Von Eberhard Spreng | 09.01.2012
    Über einem verbauten Haus, das in einer lateinamerikanischen Favela stehen könnte, erhebt sich eine Leuchtreklame: "Anus Mundi" steht da und "Global Network". Dieser Ort befindet sich also im globalen Irgendwo und ist zugleich als Arsch der Welt geografisch-erotischer Mittelpunkt der Erde. Oben auf dem Dach ist ein Hühnerverschlag, im dem sich die kranke Margerite Gautier umringst von kreischenden Weibern im Stroh wälzt und unten, da wo das Betonskelett des nicht fertig gebauten Hauses das chaotische Dekor stützt, rennen Jean-Damien Barbin und Vladislav Galard als Alexandre und Armand Duval zwischen der Hafersuppe auf dem dampfenden Herd und dem Abort hin und her. Frank Castorf beginnt da, wo er immer begonnen hat: In grellem Aktionismus und einer satirischen Zuspitzung des Plots.

    Aber die aus diversen Holzverschlägen zusammengezimmerte Elendswelt hat auf der Drehbühne des Odeón-Theaters eine schicke, glatte Rückseite: Hier gibt es leuchtende Glasflächen wie auf einer Showbühne. Und hier ist der bevorzugte Auftrittsort für die aus Berlin mitgebrachte Ruth Rosenfeld, die innerhalb eines aus Eric Satie, Police, Ravel, Verdi, Mozart und weiteren musikalischen Collagesplittern zusammenmontierten Soundtracks einige bravouröse Soli bestreitet.
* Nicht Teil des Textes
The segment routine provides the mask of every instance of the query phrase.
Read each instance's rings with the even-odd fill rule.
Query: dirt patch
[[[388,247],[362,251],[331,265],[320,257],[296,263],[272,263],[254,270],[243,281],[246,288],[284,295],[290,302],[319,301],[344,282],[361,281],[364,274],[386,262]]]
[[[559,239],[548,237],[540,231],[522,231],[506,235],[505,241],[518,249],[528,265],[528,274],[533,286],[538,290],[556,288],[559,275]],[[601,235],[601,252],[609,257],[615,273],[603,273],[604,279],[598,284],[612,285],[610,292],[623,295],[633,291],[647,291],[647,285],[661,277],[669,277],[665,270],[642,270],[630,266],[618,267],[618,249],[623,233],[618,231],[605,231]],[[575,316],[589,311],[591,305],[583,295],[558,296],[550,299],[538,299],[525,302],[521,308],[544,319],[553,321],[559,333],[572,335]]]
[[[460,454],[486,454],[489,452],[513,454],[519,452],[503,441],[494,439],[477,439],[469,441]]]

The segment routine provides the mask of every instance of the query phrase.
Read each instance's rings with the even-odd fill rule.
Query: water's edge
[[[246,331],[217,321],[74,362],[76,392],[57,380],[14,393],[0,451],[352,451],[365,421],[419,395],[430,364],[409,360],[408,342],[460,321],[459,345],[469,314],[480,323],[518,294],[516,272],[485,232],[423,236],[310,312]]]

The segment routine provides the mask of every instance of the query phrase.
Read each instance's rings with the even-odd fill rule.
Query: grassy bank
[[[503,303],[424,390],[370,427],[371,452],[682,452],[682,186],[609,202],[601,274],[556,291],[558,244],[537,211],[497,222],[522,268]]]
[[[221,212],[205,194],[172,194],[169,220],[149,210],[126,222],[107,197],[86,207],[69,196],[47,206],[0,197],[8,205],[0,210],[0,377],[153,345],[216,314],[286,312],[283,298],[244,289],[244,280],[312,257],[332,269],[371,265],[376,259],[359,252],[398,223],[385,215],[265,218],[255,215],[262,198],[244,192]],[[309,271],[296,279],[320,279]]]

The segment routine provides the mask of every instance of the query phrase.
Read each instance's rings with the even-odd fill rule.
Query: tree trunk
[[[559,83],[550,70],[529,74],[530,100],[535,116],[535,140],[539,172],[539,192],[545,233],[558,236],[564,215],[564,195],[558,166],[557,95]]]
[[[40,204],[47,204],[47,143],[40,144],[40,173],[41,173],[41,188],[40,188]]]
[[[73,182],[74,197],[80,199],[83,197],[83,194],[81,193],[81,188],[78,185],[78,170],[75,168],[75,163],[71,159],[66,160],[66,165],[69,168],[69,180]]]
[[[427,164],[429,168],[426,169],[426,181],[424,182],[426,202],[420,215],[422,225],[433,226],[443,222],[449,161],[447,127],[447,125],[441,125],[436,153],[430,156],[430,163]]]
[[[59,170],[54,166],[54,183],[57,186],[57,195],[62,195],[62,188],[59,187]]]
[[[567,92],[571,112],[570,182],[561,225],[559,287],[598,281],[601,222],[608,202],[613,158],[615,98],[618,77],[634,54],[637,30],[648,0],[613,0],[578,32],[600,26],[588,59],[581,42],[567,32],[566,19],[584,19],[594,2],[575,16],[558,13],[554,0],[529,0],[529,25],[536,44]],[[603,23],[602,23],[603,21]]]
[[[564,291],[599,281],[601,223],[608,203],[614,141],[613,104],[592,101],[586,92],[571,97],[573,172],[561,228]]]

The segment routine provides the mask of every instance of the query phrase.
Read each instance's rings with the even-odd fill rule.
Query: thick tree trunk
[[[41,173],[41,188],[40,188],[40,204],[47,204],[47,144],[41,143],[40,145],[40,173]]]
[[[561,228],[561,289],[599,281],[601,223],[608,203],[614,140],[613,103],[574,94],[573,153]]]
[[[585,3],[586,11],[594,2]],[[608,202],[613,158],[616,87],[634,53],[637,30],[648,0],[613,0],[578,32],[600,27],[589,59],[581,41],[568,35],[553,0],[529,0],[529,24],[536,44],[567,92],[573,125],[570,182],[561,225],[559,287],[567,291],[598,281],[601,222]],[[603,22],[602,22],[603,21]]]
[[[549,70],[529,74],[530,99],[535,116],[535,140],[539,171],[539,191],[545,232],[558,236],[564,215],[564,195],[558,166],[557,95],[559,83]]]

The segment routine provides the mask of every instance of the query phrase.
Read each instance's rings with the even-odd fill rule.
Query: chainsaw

    Über der Showbühne ist ein moderner Werbescreen angebracht: Silvio Berlusconi und Muhammad Al Ghaddafi liegen sich da in den Armen, "Niagra – Forza Forever" steht darunter. Auf dieser zweiten Bühne, auf der die soziale Wirklichkeit keine und die schönen Illusionen große Bedeutung haben, tritt ein allegorisches Fantasiekerlchen auf: Mit schwarzer Gesichtsmaske und Insektenfühlern erklärt er in herrlich debilem Amerikanisch, worum es in dem Stück gehen soll:

    Außer der Behauptung von ein paar "Special Feelings" ist im modernen Showbiz von der romantischen Liebesgeschichte mit der Edelnutte Marguerite nichts mehr geblieben. Diese szenische Fußnote wirkt aber auch ein wenig wie Castorfs Entschuldigung dafür, dass aus dem Prostituiertenporträt um die Kameliendame in seiner ersten Arbeit in Frankreich viel weniger Funken schlagen als aus dem Schauspielerporträt "Kean" von Alexandre Dumas dem Älteren, das Castorf vor gut drei Jahren in Berlin inszeniert hatte. Auch Textbeigaben aus dem Werk des Erotomanen und Stierkampffetischisten Georges Bataille helfen dem forcierten Eklektizismus der Kameliendame nicht weiter, in zu viele diverse Richtungen schießen die Assoziationen.

    Als hilfreicher erweist sich Castorfs Blick auf die kolonialistisch beeinflusste Familiengeschichte der Dumas und des Autors, von Alexandre Dumas dem Jüngeren also. Mit Heiner Müllers "Der Auftrag" kommt so der lange Abend zur Kameliendame in einen deutlich interessanteren Dialog. Und dafür hat Frank Castorf wieder die von Videokameras eingefangene private Innenperspektive eingenommen: Armand und Marguerite liegen im Bett und schauen ungläubig verdutzt auf die plötzlich eindringenden Protagonisten des Müllerschen Auftrags. In das kurze private Glück ist die Globalisierung eingebrochen, der Rassismus und der Export von Konflikten.

    Debuisson, Sasportas und Galoudec, Emissäre des revolutionären Frankreich, sollen bei Müller in Jamaika einen Sklavenaufstand inszenieren aber bevor das überhaupt ins Werk gesetzt werden kann, ist im Heimatland die Revolution längst tot. Bei Castorf sitzen die nun zu Spießern gewordenen Protagonisten des romantischen Romans auf zerbröselnden Plastikstühlen vor einer Leinwand, auf der die Schwarz-Weiß-Filmaufnahmen einer gruseligen Mission in Lateinamerika gezeigt werden: Die Nachfahren der Azteken werden da von katholischen Priestern zu einer Prozession angehalten, zum Bergaufrutschen auf Knien. Passion oder Revolution: Der Zivilisationsexport Frankreichs ist eine Katastrophe.

    Mit sichtlicher Freude exekutieren die französischen Akteure den für sie völlig unbekannten sportlichen und körperbetonten Regiestil. Castorftheater und Frankreich, soweit die frohe Botschaft, sind kompatibel. Auch Frankreichs Starschauspielerin Jeanne Balibar hat sich begeistert in den Castorftrubel gestürzt und für den ironischen Chaos-Eros die Beine breit gemacht. Eine "Kameliendame" ist dabei nicht herausgekommen, wohl aber, mit Dumas und Müller, ein deutsch-französischer Kolonialismus-Kommentar.